Entitlement Views show zero items in RSA Identity Governance & Lifecycle after installing a 7.1.x patch
Originally Published: 2019-07-11
Article Number
Applies To
RSA Version/Condition: 7.1.0, 7.1.1
Issue
The following error can be seen in the aveksaServer.log:
07/11/2019 15:31:04.494 WARN (default task-4) [org.hibernate.engine.jdbc.spi.SqlExceptionHelper]
SQL Error: 904, SQLState: 42000
07/11/2019 15:31:04.496 ERROR (default task-4) [org.hibernate.engine.jdbc.spi.SqlExceptionHelper]

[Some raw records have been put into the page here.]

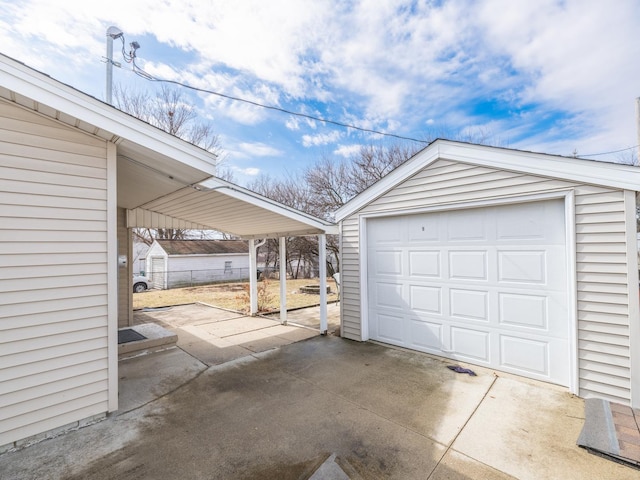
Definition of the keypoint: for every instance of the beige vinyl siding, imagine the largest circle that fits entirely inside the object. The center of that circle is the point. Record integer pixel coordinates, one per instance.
(53, 274)
(601, 270)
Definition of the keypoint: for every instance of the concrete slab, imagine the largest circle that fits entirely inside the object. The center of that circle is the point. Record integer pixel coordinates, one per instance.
(237, 326)
(329, 470)
(529, 430)
(259, 340)
(310, 317)
(179, 315)
(146, 378)
(421, 384)
(384, 413)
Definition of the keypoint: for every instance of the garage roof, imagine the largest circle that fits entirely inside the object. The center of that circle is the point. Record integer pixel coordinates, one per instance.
(565, 168)
(163, 181)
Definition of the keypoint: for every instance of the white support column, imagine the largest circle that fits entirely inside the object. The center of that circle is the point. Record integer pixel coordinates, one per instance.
(253, 277)
(283, 281)
(322, 264)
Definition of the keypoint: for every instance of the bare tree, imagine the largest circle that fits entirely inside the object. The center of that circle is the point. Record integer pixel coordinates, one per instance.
(170, 110)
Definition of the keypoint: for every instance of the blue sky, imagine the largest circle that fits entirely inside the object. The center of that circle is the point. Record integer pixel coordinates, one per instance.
(553, 76)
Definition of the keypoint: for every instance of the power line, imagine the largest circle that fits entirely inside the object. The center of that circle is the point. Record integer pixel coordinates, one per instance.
(131, 58)
(608, 153)
(140, 72)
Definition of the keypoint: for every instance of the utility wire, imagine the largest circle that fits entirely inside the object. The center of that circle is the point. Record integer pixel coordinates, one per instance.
(607, 153)
(131, 58)
(140, 72)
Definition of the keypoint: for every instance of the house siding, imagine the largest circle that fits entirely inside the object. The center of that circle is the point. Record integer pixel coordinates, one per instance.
(53, 274)
(603, 303)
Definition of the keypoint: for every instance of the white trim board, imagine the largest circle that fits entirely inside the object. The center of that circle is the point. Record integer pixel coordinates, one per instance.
(565, 168)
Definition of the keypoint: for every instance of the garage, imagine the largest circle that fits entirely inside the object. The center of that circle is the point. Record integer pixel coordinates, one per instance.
(484, 285)
(522, 262)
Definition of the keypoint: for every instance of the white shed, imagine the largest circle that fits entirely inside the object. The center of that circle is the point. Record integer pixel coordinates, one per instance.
(521, 262)
(181, 263)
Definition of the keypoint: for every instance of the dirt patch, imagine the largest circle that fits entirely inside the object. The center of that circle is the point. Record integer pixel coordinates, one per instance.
(234, 296)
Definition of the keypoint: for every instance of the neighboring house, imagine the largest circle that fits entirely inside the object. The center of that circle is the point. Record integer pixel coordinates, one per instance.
(139, 261)
(180, 263)
(76, 176)
(516, 261)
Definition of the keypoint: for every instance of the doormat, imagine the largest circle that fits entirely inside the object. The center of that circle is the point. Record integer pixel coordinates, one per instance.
(127, 335)
(612, 431)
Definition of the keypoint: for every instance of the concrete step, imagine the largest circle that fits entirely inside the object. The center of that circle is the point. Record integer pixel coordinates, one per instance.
(155, 338)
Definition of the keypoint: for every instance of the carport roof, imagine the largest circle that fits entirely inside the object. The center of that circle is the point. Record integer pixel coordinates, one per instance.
(162, 181)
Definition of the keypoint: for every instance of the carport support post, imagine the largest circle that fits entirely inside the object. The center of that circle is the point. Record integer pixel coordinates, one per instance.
(283, 281)
(253, 277)
(322, 264)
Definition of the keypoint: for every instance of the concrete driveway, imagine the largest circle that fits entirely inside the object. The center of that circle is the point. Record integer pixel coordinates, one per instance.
(280, 413)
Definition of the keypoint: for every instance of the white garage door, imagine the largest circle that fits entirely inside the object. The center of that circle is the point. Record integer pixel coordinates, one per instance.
(487, 286)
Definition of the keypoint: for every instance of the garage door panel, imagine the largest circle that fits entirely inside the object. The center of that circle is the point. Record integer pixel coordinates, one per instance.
(470, 343)
(490, 288)
(389, 295)
(468, 265)
(466, 225)
(522, 267)
(389, 262)
(525, 355)
(521, 310)
(425, 336)
(390, 328)
(425, 263)
(469, 304)
(423, 228)
(425, 299)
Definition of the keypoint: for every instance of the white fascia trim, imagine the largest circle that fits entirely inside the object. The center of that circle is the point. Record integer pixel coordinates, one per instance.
(42, 89)
(564, 168)
(216, 255)
(404, 171)
(239, 193)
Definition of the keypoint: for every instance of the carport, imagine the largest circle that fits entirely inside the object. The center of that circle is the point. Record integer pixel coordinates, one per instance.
(168, 195)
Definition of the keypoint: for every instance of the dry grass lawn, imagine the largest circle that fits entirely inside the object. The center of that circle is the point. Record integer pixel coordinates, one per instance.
(235, 296)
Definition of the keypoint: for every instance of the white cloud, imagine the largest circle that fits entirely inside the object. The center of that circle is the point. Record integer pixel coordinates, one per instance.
(249, 171)
(382, 64)
(347, 150)
(258, 150)
(321, 139)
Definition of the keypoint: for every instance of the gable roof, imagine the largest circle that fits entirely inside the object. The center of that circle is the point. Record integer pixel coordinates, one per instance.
(203, 247)
(162, 181)
(554, 166)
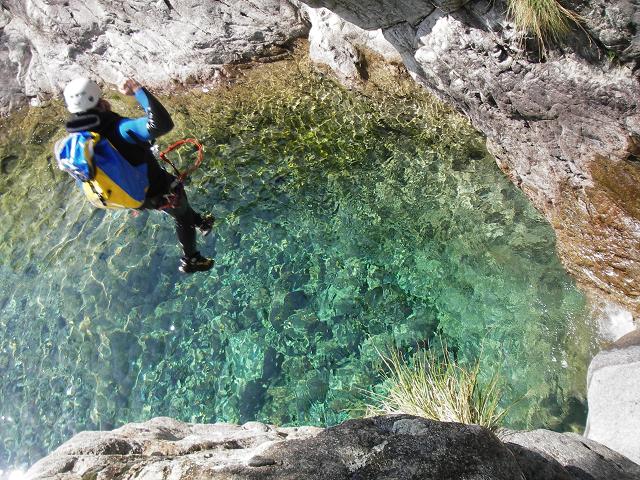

ORA-00904: "APP"."TECHNICAL_OWNER_NAME": invalid identifier
Please refer to article 000030327 - Artifacts to gather in RSA Identity Governance & Lifecycle to find the location of the log files for your specific deployment.
Cause
In the example below, note the user Attribute Name Technical Owner defined as an Application Role attribute:
Resolution
- RSA Identity Governance & Lifecycle 7.1.0 P09
- RSA Identity Governance & Lifecycle 7.1.1 P03
Workaround
A workaround is to rename all occurrences of the attribute names wherever they are defined (group, application role, role):
- Change Technical Owner to Technical Owner Name
- Change Business Owner to Business Owner Name
- Change Exception Manager to Exception Manager Name
In the RSA Identity Governance & Lifecycle user interface,
- Go to Admin > Attributes > [Edit the Attribute Name Technical Owner and modify to Technical Owner Name ] > Click OK.
- You will get a Java exception error that may be safely ignored. To bypass the error, cancel out of the attribute editor and the change will be saved.
- Now the entitlement view shows the expected list of entitlements (items):
NOTE: You will not be able to filter on Technical Owner Name in certain scenarios. For example, the following screenshot is from a User Access Rule Definition. The error is similar to the Java exception error mentioned above, but this change cannot be saved.